Quando Giorgio Ottolenghi, oltre mezzo secolo fa, assunse la presidenza della Comunità ebraica casalese, Elio Carmi, che ora gli è subentrato come guida attiva, era uno scolaretto di prima elementare, con il grembiulino nero e la cartella di cuoio. Eppure, nonostante il salto generazionale, c’è un senso di naturale continuità nel loro avvicendamento ufficializzato al passaggio di consegne avvenuto il 14 giugno, nella sede di vicolo Salomone Olper, in seguito al rinnovo delle elezioni che ha chiamato al voto, il 7 giugno, i settanta membri iscritti alla comunità ebraica monferrina. Elio Carmi è stato nominato presidente, affiancato dai consiglieri Adriana Torre Ottolenghi e Marcello Tedeschi. A Giorgio Ottolenghi il titolo di presidente emerito.
Giorgio Ottolenghi ha vissuto la fuga dall’Italia e il rifugio in Svizzera per scampare ai campi di concentramento, Elio Carmi l’ha sentita “solo” raccontare. C’è stato, tra i due, il prima e il dopo la Shoah. Quando Ottolenghi, tornato a Casale, dopo la fine della guerra, ha messo piede in sinagoga, si è fatto largo nella desolazione di un abbandono depredato, scostando “tendoni” di ragnatele che pendevano dal soffitto e cercando invano la nitidezza di stucchi e arredi annichiliti da una crosta di polvere. Ottolenghi ce l’aveva nel ricordo quello che era stato il prestigioso tempio casalese, ma sul cuore gravava la convinzione che mai più sarebbe stato come prima. La comunità ebraica era ridotta a pochi sopravvissuti e la miseria del dopoguerra inibiva ogni sogno di ristrutturazione e restauro. Manco, forse, si riusciva a pronunciarle quelle parole: ristrutturazione, restauro. C’era da ricostruire le case, le fabbriche, le botteghe, c’era bisogno di mangiare. Richiuse la porta, ma nel silenzio dell’anima mantenne accesa la speranza. Che trovò alimento nell’incontro con l’architetto casalese Giulio Bourbon e, poi, tra i due e l’architetto Luciano Mazzarino, all’epoca Soprintendente alle Belle Arti. Li convinse a osare quello che, nell’immaginario, Ottolenghi e Bourbon avevano già silenziosamente disegnato. Li incoraggiò: “Cominciate i lavori, i finanziamenti arriveranno”. Gli anni a seguire – i decenni, anzi – sono stati cadenzati da un lavorio continuo, puntuale e ininterrotto. Oggi la sinagoga di Casale Monferrato, considerata una delle più belle d’Europa, è tra i motivi di maggiore richiamo turistico della provincia. Sull’autorevole librone delle presenze, sotto il porticato prospiciente il cortiletto del melograno, ci sono le firme di chi è giunto da ogni Paese del mondo.

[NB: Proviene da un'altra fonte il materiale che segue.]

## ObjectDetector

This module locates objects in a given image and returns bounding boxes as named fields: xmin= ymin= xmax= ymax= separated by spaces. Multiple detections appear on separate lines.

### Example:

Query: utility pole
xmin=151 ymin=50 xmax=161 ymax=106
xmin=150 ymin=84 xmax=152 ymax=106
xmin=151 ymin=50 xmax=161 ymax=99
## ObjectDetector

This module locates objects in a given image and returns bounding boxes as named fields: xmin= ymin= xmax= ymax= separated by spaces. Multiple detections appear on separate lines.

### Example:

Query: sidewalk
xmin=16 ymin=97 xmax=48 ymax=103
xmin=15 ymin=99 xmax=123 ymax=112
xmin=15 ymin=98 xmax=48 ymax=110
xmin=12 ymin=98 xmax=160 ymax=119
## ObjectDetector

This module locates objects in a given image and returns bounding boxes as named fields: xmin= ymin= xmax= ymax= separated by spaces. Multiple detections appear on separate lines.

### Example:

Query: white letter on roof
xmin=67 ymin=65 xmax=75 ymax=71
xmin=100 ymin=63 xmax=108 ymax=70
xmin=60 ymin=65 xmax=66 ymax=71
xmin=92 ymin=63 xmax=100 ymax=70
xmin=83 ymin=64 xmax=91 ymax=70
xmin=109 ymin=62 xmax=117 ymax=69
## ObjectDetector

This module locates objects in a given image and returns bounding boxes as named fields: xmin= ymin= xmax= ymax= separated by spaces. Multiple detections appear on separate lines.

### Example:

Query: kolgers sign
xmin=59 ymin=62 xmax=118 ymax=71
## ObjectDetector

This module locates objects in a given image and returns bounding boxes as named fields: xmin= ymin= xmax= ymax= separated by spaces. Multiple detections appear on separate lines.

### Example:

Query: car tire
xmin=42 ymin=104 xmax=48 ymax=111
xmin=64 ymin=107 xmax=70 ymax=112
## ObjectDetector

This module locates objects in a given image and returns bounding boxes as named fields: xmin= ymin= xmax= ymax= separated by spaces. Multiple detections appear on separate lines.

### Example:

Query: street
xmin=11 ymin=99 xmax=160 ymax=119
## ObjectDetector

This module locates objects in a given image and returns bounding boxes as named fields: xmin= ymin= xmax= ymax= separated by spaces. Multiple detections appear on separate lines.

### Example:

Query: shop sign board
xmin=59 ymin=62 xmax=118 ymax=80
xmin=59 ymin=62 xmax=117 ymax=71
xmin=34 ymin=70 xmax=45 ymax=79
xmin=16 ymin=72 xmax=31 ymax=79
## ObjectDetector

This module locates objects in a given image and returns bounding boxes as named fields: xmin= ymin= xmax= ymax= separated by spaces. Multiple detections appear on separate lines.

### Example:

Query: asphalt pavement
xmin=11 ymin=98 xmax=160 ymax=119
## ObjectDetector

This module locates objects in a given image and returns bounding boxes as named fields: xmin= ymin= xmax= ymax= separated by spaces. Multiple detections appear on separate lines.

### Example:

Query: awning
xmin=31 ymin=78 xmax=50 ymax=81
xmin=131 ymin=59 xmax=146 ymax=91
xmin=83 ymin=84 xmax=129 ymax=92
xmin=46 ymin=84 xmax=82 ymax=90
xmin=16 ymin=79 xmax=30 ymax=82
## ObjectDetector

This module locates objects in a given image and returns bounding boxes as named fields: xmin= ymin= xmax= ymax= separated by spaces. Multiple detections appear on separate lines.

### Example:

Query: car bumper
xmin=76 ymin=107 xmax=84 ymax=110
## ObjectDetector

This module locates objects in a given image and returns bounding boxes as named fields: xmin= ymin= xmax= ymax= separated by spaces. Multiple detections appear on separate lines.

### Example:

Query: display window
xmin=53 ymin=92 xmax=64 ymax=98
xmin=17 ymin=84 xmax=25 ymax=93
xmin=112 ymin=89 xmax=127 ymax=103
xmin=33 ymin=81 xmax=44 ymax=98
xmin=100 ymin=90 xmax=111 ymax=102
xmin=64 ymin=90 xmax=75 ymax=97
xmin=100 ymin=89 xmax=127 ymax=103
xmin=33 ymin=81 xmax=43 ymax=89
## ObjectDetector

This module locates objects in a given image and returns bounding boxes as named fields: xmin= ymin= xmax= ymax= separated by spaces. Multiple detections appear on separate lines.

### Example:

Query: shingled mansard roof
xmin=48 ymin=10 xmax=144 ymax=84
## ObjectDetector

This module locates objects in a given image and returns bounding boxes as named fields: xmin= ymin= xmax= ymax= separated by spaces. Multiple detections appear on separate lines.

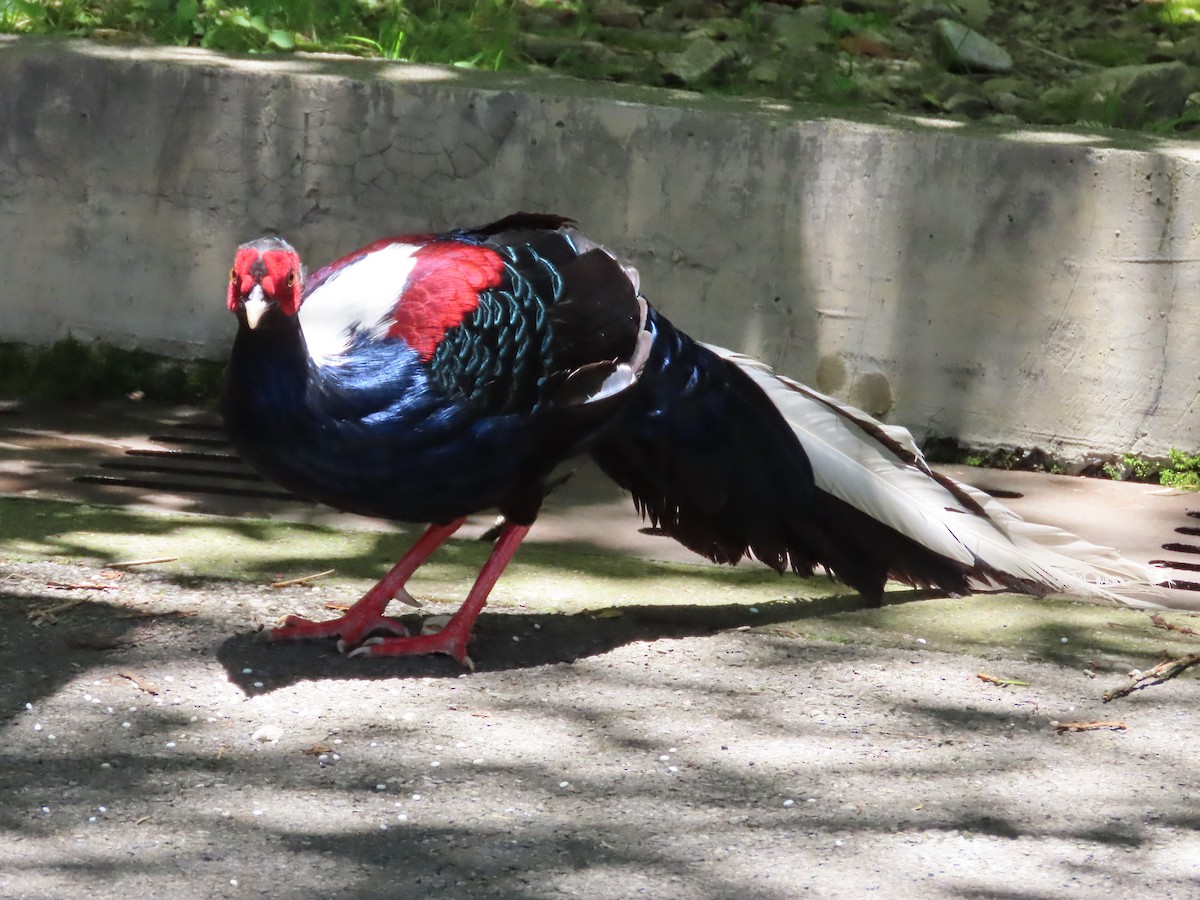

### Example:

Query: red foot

Lo scolaro Elio Carmi è cresciuto respirando questo fermento e questo anelito di rinascita. Ha fatto, professionalmente, una strada diversa da Giorgio Ottolenghi, ma ha percorso il suo stesso tragitto nell’opera di recupero e di ritorno allo splendore del tempio ebraico casalese. Un’opera che, contando un passo dietro l’altro, può definirsi, oggi, monumentale. E fin qui si è detto solo della sinagoga (dei restauri, oltre che dei delicati, complessi e costosi interventi di consolidamento, quando la stabilità della costruzione si è rivelata compromessa), ma c’è ben altro dietro il portone e il portoncino che si affacciano sul vicolo: un percorso museale che non ha eguali e una collezione di lumi di Kannukkà, firmati da decine di artisti contemporanei anche di fama internazionale, unica al mondo.
Ora alla guida della comunità si è formalizzato l’avvicendamento. Lo ha voluto Giorgio: “Gli anni sono tanti e, nella vita di una organizzazione attiva come la nostra, sono molti i momenti in cui la presenza di un presidente è imprescindibile. Da tempo Elio, come vicepresidente, ha rappresentato la comunità e ha contribuito in modo determinante a farla crescere”. Elio Carmi puntualizza: “Per me assumere la carica dopo Giorgio è un onore, un ‘kavod’. Ma Giorgio rimane un punto di riferimento”.